Better Than Our Fears

Lions Park duck pondThis week one of our English professors did a presentation on her sabbatical, during which she studied the diaries of her great-great-grandmother, Grace Byington, the wife of a pastor and church leader in the 1800s. The presentation was a wonderful window into the way people lived their lives back then. But more than that, I was struck by the frequent ending to Grace's diary entries: "Our Lord is better than our fears."

That refrain has been sounding out over and over in my head since I heard it on Tuesday. Our Lord is better than our fears. It was clearly of much comfort to a hard-working, sometimes disappointed woman in Michigan who churned an awful lot of butter and tended the farm in order to help make ends meet. Did she think her life was a good one?

Our Lord is better than our fears.

I did a web search for the phrase, and came up with the following passage from a sermon by Charles Spurgeon. Could Grace have read his sermons? He lived during the same years and he, too, used the phrase. Here it is:

Ah, yes, we shall often have to say, "Oh Lord, I had not thought that you would do as much as this, but You have gone far beyond what I asked or even thought." I hope that this will be among our dying speeches and confessions, that the half was never told us, that our good Lord kept the best wine until last, and that the end of the feast on earth, being but the beginning of the feast eternal in heaven, was the crown of all. Let us declare concerning our Lord that we found him better and better and better and better, even until we entered into His rest.

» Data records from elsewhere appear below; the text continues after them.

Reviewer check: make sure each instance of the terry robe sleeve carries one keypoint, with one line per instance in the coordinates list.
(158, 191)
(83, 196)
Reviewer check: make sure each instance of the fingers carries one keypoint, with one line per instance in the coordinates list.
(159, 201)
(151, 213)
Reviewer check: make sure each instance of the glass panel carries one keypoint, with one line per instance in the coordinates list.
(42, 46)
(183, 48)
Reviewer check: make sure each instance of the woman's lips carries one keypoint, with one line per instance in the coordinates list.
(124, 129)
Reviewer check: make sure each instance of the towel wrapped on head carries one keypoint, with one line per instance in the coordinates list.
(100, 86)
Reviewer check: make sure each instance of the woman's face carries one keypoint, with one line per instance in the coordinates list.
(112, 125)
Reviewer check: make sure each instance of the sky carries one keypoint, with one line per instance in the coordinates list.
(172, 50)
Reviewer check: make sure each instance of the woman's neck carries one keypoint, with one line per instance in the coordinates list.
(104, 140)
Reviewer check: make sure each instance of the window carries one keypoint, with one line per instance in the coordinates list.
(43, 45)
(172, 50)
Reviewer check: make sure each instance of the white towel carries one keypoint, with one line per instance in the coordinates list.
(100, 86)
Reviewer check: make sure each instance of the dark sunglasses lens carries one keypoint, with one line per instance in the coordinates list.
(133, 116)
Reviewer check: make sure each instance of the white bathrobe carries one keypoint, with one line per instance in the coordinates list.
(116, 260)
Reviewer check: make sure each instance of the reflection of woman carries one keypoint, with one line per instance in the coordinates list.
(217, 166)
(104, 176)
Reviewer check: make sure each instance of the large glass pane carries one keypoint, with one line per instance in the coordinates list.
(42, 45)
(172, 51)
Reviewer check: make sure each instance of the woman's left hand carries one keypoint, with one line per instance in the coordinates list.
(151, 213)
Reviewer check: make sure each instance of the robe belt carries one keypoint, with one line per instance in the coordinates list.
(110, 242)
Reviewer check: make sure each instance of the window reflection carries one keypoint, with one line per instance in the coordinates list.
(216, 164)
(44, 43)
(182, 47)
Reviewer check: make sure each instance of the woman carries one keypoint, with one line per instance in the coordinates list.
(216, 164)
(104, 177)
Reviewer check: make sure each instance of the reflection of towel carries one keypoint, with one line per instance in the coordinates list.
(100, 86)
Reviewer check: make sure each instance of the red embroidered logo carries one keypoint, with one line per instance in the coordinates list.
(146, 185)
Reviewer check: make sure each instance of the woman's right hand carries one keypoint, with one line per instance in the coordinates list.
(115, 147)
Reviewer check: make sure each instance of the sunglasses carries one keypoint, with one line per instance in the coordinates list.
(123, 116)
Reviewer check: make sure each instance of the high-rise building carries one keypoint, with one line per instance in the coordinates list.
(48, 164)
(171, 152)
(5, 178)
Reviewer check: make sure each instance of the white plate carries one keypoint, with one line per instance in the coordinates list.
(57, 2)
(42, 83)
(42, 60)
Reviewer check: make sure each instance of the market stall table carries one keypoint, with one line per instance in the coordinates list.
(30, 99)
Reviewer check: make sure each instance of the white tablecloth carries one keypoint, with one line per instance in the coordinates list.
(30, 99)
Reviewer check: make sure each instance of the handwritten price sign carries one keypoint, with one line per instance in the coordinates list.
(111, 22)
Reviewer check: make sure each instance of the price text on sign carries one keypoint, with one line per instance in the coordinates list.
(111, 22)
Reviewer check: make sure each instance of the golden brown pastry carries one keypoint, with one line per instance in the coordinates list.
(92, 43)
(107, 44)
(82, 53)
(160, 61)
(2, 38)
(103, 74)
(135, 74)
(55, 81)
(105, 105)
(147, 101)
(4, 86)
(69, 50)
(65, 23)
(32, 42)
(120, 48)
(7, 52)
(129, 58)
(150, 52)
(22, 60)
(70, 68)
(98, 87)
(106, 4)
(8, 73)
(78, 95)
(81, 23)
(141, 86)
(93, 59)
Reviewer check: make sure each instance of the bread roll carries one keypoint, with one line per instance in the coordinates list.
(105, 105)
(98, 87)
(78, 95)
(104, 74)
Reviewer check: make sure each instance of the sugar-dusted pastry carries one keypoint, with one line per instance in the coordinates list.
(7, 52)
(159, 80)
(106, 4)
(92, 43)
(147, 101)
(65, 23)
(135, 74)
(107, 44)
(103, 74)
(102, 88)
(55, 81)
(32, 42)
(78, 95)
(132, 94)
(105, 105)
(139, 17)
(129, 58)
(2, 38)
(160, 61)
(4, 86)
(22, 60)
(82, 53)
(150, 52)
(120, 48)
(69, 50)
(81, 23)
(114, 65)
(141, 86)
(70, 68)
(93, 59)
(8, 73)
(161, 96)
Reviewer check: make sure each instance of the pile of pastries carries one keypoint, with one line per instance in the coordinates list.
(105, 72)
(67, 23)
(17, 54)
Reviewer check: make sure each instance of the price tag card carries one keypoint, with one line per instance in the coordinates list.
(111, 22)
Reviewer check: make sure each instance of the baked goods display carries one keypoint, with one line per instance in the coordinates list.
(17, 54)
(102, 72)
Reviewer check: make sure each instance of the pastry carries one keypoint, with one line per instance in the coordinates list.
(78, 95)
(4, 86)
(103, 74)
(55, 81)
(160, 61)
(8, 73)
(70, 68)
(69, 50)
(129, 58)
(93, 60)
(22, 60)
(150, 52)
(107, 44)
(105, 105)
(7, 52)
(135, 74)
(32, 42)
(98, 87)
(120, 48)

He has been at first better than our fears, then better than our hopes, and finally better than our desires. So good, so blessed a God do we serve, that he always by His deeds of grace outruns our largest expectations. What cause we have for worship and grateful praise; let us not be slow to render it. [emphasis mine]

As we enter into the week of Thanksgiving, let me chime in with Grace and at least start by saying this: "Our Lord is better than our fears."